As further illustrative of plaintiff's unwillingness to assume and perform her proper maternal duties, defendant argues that plaintiff permitted the child to remain with the Stantons for a period of a little over two months following her remarriage. Plaintiff testified that she had continued working after her marriage in order to "clear up" about $200 of the bills she had incurred as a result of her operation, that she did not feel that her new husband "should pay for them. They were mine. I had them before I met him." Under the circumstances this fact does not show neglect of the child. At the time of the hearing plaintiff was no longer working, the child was living with his mother and stepfather, and she was devoting her full time and attention to his care.

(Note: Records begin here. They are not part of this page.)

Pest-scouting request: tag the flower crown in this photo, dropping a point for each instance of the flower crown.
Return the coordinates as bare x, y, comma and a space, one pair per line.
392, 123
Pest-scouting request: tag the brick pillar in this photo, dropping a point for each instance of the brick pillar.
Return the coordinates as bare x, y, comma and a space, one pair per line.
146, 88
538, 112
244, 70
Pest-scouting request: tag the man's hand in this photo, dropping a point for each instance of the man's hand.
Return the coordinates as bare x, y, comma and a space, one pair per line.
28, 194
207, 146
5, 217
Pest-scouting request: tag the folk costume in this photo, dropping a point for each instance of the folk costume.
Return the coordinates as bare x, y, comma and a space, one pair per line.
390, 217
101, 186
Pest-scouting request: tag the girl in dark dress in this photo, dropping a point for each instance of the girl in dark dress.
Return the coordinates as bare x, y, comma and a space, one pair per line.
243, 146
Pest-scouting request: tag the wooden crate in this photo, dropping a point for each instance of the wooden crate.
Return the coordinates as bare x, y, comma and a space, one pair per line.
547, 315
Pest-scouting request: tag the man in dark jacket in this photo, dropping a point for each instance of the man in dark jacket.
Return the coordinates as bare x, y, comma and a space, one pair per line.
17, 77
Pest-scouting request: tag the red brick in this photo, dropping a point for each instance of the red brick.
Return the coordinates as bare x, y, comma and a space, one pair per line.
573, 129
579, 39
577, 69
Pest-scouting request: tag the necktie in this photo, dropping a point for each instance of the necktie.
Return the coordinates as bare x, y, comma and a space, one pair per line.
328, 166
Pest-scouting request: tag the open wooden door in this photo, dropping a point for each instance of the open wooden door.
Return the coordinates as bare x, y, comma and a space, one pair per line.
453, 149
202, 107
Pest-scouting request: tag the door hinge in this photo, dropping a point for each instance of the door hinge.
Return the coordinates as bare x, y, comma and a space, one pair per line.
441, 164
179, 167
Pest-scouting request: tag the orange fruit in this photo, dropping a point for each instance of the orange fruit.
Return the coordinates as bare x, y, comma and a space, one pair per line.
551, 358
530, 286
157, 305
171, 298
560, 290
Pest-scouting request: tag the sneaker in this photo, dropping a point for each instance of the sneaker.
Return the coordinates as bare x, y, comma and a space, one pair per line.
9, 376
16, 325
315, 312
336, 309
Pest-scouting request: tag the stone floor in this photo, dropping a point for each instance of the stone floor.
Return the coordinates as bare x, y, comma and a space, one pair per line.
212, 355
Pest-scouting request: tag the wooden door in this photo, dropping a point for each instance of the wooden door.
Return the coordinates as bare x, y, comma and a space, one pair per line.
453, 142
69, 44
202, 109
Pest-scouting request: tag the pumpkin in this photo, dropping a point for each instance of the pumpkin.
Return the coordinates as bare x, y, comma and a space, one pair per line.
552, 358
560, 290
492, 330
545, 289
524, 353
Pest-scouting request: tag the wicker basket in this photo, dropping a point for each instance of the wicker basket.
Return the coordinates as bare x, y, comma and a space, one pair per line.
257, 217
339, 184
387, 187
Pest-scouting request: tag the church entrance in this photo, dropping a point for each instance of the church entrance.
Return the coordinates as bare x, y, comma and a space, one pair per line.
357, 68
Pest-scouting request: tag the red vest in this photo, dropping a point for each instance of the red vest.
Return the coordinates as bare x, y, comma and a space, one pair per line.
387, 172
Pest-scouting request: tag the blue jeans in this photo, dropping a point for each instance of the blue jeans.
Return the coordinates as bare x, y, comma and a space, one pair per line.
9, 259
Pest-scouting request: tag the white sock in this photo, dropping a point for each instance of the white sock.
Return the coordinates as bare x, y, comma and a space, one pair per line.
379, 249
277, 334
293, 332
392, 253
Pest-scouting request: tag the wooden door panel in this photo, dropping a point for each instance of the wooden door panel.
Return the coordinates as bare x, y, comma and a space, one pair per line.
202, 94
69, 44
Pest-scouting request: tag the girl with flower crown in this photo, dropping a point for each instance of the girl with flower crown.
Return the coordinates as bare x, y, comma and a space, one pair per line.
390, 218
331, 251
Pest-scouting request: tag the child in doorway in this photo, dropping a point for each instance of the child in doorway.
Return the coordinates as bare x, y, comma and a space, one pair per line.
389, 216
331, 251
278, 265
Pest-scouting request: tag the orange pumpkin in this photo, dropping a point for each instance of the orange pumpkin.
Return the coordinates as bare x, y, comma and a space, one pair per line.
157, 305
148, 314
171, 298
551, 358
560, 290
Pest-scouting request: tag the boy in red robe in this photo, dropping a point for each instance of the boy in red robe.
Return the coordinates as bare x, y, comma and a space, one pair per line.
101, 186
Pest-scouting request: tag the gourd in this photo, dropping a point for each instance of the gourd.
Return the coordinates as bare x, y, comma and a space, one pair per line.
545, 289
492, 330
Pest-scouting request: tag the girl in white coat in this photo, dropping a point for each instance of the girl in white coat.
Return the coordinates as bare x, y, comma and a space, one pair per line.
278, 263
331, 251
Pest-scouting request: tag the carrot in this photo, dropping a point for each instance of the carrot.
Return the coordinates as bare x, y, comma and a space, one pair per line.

Defendant admitted that during the reconciliation period he slapped plaintiff while she had the child in her arms. He admitted he had been drunk a couple of times. He testified: "I have a bottle of beer once in awhile, and I have been drunk a couple of times. I have never been drunk enough that I couldn't walk. I don't mean drunk, — I have had a few drinks where I feel happy, and so does everybody else."

[11] Considering the age of the child and the record, we are of the opinion it was an abuse of discretion to modify the custody provisions of the decrees. (See Bemis v. Bemis, 89 Cal.App.2d 80 [ 200 P.2d 84]; Juri v. Juri, 69 Cal.App.2d 773 [ 160 P.2d 73]; Moon v. Moon, 62 Cal.App.2d 185 [ 144 P.2d 596]; Washburn v. Washburn, 49 Cal.App.2d 581 [ 122 P.2d 96].)

[12] Plaintiff also appealed from an order denying her motion for allowance of attorney's fees and costs on the appeal from the order modifying the decrees. The court erred in denying plaintiff's motion. From what has been said, it appears that the appeal was meritorious and taken in good faith. The evidence on the hearing of the motion showed that plaintiff did not have the funds necessary to prosecute the appeal or to pay attorney's fees, and that defendant was in a position financially to pay a reasonable sum therefor. It is plain that the refusal to make plaintiff a reasonable allowance to prosecute the appeal was an abuse of discretion. ( Kyne v. Kyne, 74 Cal.App.2d 563, 568-9 [ 169 P.2d 272]; Norris v. Norris, 50 Cal.App.2d 726, 735 [ 123 P.2d 847]; Coleman v. Coleman, 23 Cal.App. 423, 426 [ 138 P. 362].)

The order modifying the interlocutory and final decrees of divorce is reversed. The order denying plaintiff's motion for costs and attorney's fees on appeal is reversed with directions to allow plaintiff a reasonable sum therefor.

Shinn, P.J., and Wood (Parker), J., concurred.

A petition for a rehearing was denied August 2, 1951, and respondent's petition for a hearing by the Supreme Court was denied September 13, 1951. Schauer, J., and Spence, J., voted for a hearing.